9. The Flatiron Building is Not Its Original Name

When built, the Flatiron Building was called The Fuller Building, named after architect George A. Fuller, who was called “the father of the skyscraper.” The lot of the Flatiron Building was sold to Harry. S. Black, CEO For the Fuller Company for $2 million in 1901, and the Flatiron Building served as the offices of The Fuller Company until 1929. Though originally from Chicago, Fuller opened an office in New York City in 1895, four years after New York City altered its building code to allow for skeleton construction and curtain walls. Here, Fuller built The New York Times Building in Times Square in 1898 and he still has a building named after him on 57th Street.

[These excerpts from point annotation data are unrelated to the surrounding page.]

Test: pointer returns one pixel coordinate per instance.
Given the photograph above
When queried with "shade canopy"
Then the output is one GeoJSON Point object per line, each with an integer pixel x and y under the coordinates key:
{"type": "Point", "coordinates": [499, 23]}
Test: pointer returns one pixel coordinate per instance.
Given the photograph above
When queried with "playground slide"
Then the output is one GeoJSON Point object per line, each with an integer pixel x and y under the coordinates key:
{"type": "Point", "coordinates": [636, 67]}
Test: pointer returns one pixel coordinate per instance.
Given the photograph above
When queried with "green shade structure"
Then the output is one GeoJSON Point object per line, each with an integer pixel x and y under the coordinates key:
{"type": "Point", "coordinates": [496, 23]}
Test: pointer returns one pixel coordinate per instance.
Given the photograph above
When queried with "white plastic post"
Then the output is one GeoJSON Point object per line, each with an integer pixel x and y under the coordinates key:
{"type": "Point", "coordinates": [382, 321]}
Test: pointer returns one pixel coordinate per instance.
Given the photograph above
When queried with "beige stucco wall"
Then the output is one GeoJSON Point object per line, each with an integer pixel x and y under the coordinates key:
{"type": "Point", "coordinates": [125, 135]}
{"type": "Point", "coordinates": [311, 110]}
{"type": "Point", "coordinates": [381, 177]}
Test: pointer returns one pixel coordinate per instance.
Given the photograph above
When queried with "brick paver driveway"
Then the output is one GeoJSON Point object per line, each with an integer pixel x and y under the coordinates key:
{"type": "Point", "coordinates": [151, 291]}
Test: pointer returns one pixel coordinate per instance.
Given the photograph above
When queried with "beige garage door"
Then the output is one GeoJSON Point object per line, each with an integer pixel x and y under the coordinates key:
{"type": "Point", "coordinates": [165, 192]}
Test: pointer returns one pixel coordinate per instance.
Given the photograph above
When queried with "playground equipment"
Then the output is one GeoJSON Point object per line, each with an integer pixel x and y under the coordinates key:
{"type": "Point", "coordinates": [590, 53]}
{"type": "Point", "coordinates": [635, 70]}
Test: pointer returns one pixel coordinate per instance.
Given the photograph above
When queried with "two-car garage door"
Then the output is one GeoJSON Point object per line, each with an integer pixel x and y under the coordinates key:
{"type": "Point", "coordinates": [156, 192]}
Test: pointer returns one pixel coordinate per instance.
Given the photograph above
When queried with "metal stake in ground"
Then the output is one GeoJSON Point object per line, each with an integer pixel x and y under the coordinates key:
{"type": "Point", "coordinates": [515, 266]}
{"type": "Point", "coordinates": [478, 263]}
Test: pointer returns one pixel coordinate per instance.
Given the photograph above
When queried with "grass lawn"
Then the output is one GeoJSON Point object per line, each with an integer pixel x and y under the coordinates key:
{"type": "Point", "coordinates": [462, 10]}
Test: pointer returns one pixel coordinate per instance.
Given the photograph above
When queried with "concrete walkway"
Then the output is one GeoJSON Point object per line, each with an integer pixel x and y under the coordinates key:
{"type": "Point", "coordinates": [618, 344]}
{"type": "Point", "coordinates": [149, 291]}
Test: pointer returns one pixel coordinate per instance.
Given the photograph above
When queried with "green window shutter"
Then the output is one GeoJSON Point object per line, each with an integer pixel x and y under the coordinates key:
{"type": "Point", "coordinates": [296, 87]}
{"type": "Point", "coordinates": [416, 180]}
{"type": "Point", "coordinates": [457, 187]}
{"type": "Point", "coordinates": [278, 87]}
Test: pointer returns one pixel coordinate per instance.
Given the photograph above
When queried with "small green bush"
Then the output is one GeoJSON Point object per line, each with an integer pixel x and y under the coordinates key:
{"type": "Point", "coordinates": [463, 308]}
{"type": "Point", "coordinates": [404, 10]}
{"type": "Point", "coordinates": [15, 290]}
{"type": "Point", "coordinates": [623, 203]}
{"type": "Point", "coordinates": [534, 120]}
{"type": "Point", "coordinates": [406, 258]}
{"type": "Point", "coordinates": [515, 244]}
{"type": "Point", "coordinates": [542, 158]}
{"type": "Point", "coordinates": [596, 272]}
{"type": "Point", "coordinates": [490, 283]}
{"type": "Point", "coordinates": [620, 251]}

Chicago architects Daniel Burnham and Frederick P. Dinkelberg employed a construction technique for the Flatiron Building like the one developed by Fuller. The name would not stick around though, as locals immediately called it The Flatiron and the name stuck. Sonny tells us that this is the third building on the lot, and each building before was also nicknamed “The Flatiron.”

That prow was once known as the “cowcatcher,” and in fact, the entire building was sometimes referred to as the cowcatcher. Alice Sparberg Alexiou author of The Flatiron: The New York Landmark and the Incomparable City That Arose with It writes that it may have been a reference to the shape of the lot, which “recalled the metal piece attached to the front of locomotives to prevent derailment from livestock unwittingly cross the tracks. Although some said that cowcatcher referred to the fact that cows from once nearby farms often wandered into it to avoid the increasing traffic on the street.”